(2 of 4)
His first accomplishment was convincing the U.S. Senate—and Ohio's powerful Republican Mark Hanna—that the Panama route was superior to the Nicaraguan. His chief argument: Nicaragua was prey to volcanic eruptions. On the morning of a crucial Senate vote, Bunau-Varilla sent every Senator a Nicaraguan five-peso stamp picturing an erupting volcano that could have been Mount Momo-tombo, near the proposed canal line. The Senate switched to Panama on June 19, 1902. Soon afterward, Roosevelt and Secretary of State John Hay began to press Colombia to agree to a treaty. Their offer: $10 million in gold, plus an annual rent of $250,000. Colombia would retain sovereignty over a six-mile-wide Canal zone, but the U.S. would have the right to enforce its own regulations there. The U.S. Senate approved the treaty, but Bogota rejected it on Aug. 12,1903.

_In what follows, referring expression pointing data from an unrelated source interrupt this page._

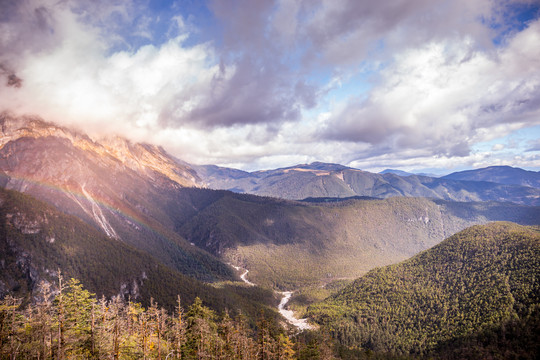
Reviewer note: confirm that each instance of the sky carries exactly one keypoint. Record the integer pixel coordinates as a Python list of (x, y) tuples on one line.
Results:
[(418, 85)]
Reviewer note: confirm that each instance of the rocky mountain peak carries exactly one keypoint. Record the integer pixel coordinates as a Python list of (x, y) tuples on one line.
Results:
[(139, 157)]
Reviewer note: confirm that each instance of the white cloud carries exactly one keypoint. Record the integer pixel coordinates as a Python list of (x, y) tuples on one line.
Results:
[(446, 96)]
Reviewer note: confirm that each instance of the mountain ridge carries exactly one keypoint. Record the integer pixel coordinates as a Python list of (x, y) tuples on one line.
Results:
[(481, 279), (331, 180), (499, 174)]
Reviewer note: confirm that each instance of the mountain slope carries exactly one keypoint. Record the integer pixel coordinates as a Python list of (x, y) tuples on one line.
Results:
[(126, 190), (290, 244), (330, 180), (477, 280), (36, 240), (499, 174)]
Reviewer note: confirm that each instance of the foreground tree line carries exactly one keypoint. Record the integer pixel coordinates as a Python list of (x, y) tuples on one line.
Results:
[(70, 323)]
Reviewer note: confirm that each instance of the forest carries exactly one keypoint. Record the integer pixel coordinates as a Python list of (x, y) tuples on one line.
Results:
[(71, 323)]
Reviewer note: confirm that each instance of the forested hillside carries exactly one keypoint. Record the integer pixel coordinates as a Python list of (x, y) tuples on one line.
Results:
[(475, 295), (289, 244), (73, 324), (36, 240)]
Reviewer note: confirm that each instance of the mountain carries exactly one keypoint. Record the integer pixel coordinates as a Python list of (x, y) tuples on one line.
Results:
[(499, 174), (475, 295), (331, 180), (128, 191), (139, 195), (395, 172), (290, 244), (36, 240)]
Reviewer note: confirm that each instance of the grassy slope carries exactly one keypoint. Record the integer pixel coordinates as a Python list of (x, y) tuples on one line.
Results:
[(454, 293)]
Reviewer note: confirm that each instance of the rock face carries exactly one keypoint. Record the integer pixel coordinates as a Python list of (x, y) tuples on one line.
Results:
[(126, 190), (101, 181)]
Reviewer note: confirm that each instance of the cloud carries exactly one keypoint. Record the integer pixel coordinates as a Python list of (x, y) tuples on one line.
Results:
[(264, 83), (445, 96)]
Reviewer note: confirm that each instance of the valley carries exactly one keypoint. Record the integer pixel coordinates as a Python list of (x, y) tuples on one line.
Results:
[(129, 220)]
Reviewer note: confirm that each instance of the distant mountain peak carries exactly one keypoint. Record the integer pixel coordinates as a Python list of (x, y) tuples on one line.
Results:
[(135, 156)]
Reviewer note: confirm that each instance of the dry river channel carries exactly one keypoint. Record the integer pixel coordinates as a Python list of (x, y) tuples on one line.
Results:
[(300, 324)]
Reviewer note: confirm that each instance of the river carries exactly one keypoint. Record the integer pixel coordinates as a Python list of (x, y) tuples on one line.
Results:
[(300, 324)]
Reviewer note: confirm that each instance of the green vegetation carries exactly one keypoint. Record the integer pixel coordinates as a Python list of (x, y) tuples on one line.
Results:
[(289, 245), (476, 293), (72, 324), (36, 240)]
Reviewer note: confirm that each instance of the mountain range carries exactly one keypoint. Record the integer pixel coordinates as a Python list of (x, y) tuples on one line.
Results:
[(332, 180), (474, 295), (130, 219), (499, 174)]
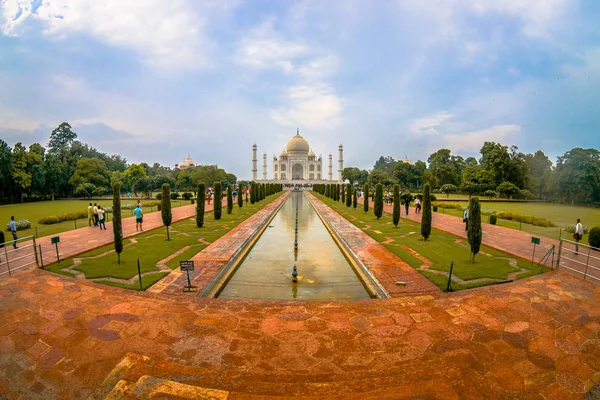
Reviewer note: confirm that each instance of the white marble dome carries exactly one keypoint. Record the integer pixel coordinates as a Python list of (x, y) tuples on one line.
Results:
[(297, 146)]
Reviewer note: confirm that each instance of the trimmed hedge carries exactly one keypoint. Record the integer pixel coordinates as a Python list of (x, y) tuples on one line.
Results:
[(594, 238)]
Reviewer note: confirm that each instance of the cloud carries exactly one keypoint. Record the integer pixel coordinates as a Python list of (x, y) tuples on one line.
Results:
[(166, 33), (315, 106), (428, 125)]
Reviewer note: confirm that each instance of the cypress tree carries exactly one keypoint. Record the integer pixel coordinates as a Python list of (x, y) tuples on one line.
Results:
[(426, 217), (474, 232), (217, 210), (396, 200), (378, 205), (366, 198), (229, 199), (165, 211), (348, 197), (117, 225), (200, 205), (240, 196)]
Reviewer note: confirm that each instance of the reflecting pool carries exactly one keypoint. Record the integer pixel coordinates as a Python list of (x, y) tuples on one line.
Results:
[(323, 271)]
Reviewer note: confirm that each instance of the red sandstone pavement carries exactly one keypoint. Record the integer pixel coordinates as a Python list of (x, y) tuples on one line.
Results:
[(511, 241), (537, 338), (85, 239)]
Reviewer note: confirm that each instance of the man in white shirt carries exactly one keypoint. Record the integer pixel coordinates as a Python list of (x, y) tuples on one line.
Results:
[(579, 233)]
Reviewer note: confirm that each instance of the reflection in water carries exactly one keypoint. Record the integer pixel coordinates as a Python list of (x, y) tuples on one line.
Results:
[(323, 272)]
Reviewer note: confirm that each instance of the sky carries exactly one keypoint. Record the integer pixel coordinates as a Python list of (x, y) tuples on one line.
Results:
[(157, 80)]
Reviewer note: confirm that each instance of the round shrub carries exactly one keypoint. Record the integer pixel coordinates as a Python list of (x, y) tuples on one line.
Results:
[(49, 220), (594, 238)]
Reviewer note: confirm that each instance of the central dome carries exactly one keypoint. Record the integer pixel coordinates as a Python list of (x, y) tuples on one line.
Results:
[(297, 146)]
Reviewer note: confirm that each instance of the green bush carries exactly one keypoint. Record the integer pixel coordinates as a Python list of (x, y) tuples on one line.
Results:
[(594, 238), (527, 219), (49, 220)]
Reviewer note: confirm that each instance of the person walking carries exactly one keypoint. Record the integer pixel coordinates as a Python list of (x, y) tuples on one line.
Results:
[(138, 218), (95, 214), (578, 235), (101, 218), (90, 215), (13, 230)]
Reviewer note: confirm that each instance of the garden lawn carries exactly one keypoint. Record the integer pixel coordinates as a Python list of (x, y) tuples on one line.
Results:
[(152, 247), (37, 210), (441, 249), (561, 215)]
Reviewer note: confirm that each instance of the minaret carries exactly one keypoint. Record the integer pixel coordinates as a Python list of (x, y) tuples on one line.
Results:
[(254, 163), (340, 162)]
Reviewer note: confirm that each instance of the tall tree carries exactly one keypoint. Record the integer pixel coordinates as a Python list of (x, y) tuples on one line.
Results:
[(201, 199), (396, 215), (218, 203), (117, 224), (474, 232), (426, 217), (229, 199), (165, 210), (378, 205), (366, 197)]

T.R. bristled. "I do not think that the Bogota lot of jack rabbits should be allowed permanently to bar one of the future highways of civilization," Roosevelt wrote Hay. Earlier that summer the New York lawyer for the French company, William Cromwell, left a meeting in Washington with the President to issue a press release stating that the province of Panama might secede from Colombia, in which case the U.S. would recognize Panama as an independent nation and conclude a treaty with the new state. This scheme seemed to violate an 1846 U.S. agreement to guarantee the sovereignty of Colombia in the isthmus. Violation or not, the plot was shortly put into effect.

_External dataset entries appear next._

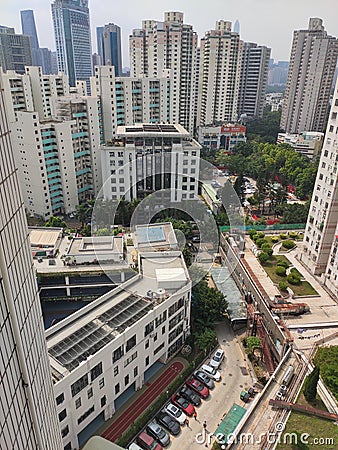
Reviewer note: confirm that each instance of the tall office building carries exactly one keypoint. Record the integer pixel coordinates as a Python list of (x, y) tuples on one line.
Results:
[(320, 251), (109, 46), (27, 408), (72, 39), (168, 45), (254, 78), (312, 64), (29, 29), (220, 69), (15, 50)]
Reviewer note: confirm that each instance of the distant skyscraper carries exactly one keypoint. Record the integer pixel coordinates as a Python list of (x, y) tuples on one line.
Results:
[(237, 27), (220, 63), (72, 39), (27, 409), (15, 50), (29, 29), (312, 64), (171, 44), (254, 78), (109, 46), (46, 60)]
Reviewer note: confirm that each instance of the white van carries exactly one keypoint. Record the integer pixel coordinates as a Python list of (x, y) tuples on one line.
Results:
[(211, 372)]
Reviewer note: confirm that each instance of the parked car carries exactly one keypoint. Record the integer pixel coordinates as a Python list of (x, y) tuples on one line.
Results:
[(168, 423), (190, 395), (203, 377), (157, 432), (216, 360), (211, 372), (176, 413), (198, 387), (183, 403), (283, 388), (147, 442)]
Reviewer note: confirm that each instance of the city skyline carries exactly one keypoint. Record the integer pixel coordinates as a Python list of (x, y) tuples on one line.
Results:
[(262, 30)]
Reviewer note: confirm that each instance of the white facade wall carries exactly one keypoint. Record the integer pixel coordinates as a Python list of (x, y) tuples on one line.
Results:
[(129, 370), (320, 242), (130, 100), (27, 409), (313, 61)]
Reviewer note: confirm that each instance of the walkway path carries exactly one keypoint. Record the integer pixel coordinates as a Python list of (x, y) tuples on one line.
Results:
[(140, 404)]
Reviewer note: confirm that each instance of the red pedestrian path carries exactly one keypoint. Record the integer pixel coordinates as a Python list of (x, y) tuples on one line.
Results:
[(139, 406)]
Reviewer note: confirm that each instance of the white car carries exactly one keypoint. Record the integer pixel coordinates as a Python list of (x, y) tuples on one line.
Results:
[(211, 372), (176, 413), (216, 360)]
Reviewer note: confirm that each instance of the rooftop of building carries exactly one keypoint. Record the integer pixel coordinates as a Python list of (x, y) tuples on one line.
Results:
[(44, 237), (151, 129)]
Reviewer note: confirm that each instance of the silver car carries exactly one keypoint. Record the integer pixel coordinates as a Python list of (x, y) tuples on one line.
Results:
[(203, 378)]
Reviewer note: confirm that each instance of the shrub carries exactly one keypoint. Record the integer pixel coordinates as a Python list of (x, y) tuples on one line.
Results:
[(263, 257), (292, 235), (260, 242), (281, 271), (283, 286), (293, 279), (267, 249), (288, 244), (283, 263)]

As Historian David McCullough recounts in his current bestseller, The Path Between the Seas, a Panamanian secessionist who would soon become the first president of Panama, Dr. Manuel Amador Guerrero, met with Bunau-Varilla in room 1162 of the Waldorf-Astoria Hotel in New York City on Sept. 24, 1903. Bunau-Varilla later called that room "the cradle of the Panama republic." The frail, bespectacled Amador wanted assurance that the U.S. would support a Panamanian revolution. Bunau-Varilla left for Washington to put the question to Roosevelt. The Frenchman received "no assurances," Roosevelt said later, but the President added: "He is a very able fellow, and it was his business to find out what he thought our Government would do. He would have been a very dull man had he been unable to make such a guess."

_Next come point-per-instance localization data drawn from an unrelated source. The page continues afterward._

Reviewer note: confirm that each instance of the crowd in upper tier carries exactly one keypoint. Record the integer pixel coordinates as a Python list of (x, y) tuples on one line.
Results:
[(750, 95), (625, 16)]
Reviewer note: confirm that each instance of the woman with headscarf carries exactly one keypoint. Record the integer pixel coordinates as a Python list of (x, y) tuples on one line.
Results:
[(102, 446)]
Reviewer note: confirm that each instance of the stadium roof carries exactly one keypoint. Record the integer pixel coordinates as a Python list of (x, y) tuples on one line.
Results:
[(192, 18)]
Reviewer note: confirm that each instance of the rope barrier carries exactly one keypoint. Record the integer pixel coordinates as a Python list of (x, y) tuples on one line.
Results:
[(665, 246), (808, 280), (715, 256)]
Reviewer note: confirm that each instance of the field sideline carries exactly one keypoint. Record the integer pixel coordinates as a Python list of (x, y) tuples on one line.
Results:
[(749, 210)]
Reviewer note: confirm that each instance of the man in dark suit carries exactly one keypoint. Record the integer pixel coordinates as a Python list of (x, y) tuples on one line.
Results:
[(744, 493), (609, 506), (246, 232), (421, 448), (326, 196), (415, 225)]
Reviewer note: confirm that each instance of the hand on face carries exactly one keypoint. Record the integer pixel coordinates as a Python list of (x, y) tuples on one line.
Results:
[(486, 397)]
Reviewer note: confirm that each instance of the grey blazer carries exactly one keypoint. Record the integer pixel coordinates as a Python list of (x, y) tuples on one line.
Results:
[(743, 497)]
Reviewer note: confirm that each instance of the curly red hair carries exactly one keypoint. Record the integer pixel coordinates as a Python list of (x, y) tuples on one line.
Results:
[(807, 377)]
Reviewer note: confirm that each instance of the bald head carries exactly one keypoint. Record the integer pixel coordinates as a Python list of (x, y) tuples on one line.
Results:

Back in New York, Bunau-Varilla went to Macy's to purchase colored silk for a red, white and blue Panamanian flag (which his wife sewed), and he advised Amador that the U.S. would support the revolution—provided that its leaders would appoint Bunau-Varilla envoy to Washington to draft the canal treaty. Reluctantly and a bit skeptically, Amador agreed. He sailed for Panama with Bunau-Varilla's promise of $100,000 to bribe Colombian troops; he hid his new flag under his clothing, wrapped around his torso. After arriving in Panama, Amador sent a coded cable: "Fate news bad powerful tiger. Urge vapor Colon." It meant that Colombian troops were arriving in five days, and the revolutionary plotters requested a U.S. steamer at Colon. Bunau-Varilla hurried to Washington and soon afterward the U.S.S. Nashville arrived at Colon—triggering the Panamanian revolution, which remained peaceful due to the presence of U.S. troops.